Models on the effects of the reconciliation bill found that it would reduce emissions by 40 percent by the end of the decade, but a report released by the Progressive Policy Institute on Wednesday said that “these benefits will only accrue fully if sweeping new permitting reforms are enacted quickly” to ensure that transmission lines and other infrastructure can be constructed.
“We know we need to expand and upgrade the nation’s electrical grid to fully realize the renewable energy growth expected under the Inflation Reduction Act,” American Council on Renewable Energy CEO Gregory Wetstone said in a statement. “Yet, it remains very difficult to get new transmission lines sited, permitted and built in this country, with successful efforts rare and typically taking more than a decade.”
The Biden administration has also endorsed the overhaul. White House Press Secretary Karine Jean-Pierre said on Sept. 8 that “the point of this legislation is to help ensure a long-term clean energy supply for this country.”
In Congress, Manchin faces strong opposition from members of his own party. House Natural Resources Chairman Raúl M. Grijalva led a letter earlier this month that was signed by 77 House Democrats who oppose including the permitting overhaul in a continuing resolution or any other must-pass end-of-year legislation. The letter said that doing so would force members “to choose between protecting [environmental justice] communities from further pollution or funding the government.”
Sens. Bernie Sanders, I-Vt., and Edward J. Markey, D-Mass., have also opposed inserting the bill into a continuing resolution. Sen. Jeff Merkley, D-Ore., has circulated a letter among his colleagues urging Schumer to hold a separate vote on the permitting legislation.
Sen. Tim Kaine, D-Va., said he was not included in discussions surrounding the provision on the Mountain Valley Pipeline despite its path through his state, adding that he could not support this provision and encouraged his colleagues to do the same.

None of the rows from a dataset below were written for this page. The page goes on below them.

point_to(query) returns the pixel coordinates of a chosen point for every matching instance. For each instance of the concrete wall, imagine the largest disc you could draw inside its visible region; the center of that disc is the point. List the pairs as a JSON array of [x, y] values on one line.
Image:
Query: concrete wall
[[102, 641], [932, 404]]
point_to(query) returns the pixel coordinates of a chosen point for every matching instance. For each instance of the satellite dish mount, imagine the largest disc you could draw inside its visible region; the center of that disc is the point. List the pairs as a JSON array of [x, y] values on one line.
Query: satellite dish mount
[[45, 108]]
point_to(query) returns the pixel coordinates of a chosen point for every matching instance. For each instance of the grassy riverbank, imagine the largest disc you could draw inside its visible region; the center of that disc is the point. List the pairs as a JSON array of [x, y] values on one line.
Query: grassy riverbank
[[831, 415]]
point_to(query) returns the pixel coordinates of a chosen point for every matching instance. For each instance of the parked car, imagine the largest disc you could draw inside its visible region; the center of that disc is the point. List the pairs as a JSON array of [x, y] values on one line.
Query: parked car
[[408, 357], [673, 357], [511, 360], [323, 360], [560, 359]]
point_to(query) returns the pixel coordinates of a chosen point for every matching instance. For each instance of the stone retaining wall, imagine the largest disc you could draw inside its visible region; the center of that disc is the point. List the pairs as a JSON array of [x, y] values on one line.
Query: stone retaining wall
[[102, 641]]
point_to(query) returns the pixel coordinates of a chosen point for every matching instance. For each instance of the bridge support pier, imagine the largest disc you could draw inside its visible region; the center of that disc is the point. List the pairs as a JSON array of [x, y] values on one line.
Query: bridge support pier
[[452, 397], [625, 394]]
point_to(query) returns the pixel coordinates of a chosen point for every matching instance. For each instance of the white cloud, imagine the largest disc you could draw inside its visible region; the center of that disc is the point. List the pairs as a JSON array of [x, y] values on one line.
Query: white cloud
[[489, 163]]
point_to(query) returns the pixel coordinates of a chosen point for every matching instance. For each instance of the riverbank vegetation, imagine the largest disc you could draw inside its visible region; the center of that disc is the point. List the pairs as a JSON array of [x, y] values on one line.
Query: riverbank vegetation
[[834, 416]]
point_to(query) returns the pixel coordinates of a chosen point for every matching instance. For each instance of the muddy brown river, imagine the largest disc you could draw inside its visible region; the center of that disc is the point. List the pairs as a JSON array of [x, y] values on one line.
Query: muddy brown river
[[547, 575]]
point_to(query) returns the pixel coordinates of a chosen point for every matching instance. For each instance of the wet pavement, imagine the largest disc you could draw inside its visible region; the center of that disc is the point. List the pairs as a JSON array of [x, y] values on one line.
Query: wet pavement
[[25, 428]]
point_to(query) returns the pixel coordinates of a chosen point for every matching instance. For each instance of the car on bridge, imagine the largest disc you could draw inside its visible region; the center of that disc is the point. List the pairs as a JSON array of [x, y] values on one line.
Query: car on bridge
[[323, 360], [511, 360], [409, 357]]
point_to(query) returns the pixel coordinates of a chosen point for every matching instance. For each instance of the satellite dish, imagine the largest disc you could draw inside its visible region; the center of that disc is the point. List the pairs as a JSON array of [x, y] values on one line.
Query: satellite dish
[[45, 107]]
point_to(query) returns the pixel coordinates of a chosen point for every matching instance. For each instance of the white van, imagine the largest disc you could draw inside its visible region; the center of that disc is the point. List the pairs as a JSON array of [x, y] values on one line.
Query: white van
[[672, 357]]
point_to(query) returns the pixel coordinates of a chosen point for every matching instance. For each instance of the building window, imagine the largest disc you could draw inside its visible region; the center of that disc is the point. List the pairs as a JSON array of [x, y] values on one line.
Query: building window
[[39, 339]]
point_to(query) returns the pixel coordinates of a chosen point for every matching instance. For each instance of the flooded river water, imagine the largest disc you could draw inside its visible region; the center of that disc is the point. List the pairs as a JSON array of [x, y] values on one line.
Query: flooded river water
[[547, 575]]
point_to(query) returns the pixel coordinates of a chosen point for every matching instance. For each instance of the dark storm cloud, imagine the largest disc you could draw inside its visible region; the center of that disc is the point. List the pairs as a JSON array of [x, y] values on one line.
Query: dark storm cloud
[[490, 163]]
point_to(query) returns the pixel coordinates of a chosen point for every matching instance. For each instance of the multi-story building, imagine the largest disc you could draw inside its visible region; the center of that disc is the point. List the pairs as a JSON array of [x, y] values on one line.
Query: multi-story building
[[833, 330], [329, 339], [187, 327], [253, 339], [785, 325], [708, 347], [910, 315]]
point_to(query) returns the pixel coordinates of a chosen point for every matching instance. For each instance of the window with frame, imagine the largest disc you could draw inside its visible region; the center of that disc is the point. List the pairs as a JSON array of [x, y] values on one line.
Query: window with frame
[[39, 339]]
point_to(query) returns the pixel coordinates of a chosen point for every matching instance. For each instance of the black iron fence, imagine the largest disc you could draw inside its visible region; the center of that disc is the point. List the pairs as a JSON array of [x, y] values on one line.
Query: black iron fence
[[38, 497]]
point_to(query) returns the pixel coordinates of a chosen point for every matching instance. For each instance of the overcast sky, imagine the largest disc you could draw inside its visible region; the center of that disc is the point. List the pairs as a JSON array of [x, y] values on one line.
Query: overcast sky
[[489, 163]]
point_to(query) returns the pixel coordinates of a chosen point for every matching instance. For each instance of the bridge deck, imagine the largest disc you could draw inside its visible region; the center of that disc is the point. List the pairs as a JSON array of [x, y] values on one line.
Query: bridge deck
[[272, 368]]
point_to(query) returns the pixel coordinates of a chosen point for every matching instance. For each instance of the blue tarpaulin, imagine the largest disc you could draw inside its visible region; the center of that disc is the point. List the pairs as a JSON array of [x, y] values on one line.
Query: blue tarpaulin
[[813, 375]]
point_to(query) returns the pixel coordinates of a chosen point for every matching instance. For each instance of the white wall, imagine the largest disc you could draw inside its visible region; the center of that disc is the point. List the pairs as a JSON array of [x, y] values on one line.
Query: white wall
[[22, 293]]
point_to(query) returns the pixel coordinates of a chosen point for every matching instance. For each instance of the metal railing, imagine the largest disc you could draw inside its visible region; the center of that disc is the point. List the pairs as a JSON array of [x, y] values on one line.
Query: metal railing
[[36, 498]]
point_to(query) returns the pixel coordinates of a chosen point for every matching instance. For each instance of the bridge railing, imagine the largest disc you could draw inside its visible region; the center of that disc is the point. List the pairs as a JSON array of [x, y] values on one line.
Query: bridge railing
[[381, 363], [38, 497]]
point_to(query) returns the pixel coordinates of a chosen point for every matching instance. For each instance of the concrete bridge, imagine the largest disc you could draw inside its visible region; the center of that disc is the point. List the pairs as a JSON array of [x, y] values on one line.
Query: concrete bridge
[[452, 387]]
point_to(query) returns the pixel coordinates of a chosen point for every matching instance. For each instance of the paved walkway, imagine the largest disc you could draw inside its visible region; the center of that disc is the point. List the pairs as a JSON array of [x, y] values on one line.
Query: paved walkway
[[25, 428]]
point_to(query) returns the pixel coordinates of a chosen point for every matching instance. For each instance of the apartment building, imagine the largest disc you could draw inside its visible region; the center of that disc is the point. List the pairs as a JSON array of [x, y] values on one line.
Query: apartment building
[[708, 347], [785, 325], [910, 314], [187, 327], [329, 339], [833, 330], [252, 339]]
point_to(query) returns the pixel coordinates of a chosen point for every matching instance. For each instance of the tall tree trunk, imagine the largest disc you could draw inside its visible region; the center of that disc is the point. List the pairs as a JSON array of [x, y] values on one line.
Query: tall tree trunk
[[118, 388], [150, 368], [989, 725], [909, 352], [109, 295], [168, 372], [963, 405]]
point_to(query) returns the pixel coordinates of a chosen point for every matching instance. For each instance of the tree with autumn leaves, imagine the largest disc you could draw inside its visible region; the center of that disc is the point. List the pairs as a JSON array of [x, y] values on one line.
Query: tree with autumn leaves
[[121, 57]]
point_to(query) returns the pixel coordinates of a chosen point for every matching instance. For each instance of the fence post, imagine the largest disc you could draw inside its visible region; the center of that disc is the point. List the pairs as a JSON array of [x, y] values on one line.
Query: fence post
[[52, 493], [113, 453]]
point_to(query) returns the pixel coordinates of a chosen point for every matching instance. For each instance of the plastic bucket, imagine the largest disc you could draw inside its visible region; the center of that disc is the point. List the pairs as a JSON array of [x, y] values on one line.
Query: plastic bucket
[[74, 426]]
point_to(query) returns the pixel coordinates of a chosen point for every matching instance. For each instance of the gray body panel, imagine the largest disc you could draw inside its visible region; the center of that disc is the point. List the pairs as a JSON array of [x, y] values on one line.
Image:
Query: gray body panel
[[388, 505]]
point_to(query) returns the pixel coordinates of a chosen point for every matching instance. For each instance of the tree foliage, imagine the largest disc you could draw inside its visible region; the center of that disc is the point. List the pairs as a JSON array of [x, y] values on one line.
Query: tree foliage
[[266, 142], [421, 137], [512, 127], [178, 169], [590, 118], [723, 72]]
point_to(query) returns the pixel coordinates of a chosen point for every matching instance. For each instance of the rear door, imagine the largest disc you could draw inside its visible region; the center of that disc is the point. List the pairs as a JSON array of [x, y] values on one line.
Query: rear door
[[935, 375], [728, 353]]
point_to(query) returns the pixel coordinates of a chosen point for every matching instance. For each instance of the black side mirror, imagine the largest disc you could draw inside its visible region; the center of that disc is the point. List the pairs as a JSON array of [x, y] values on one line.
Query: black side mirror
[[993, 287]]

Despite repeated calls for permitting reform, Senate Republicans have also expressed their opposition to the legislative maneuvering that allows the reconciliation bill to pass. Sen. Shelley Moore Capito, R-W.Va., introduced her own permitting overhaul bill on Sept. 12 that would codify many of the changes the Trump administration made to the NEPA permitting process. The Biden administration finalized the reversal of those changes in April. The bill is co-sponsored by 46 of her Republican colleagues.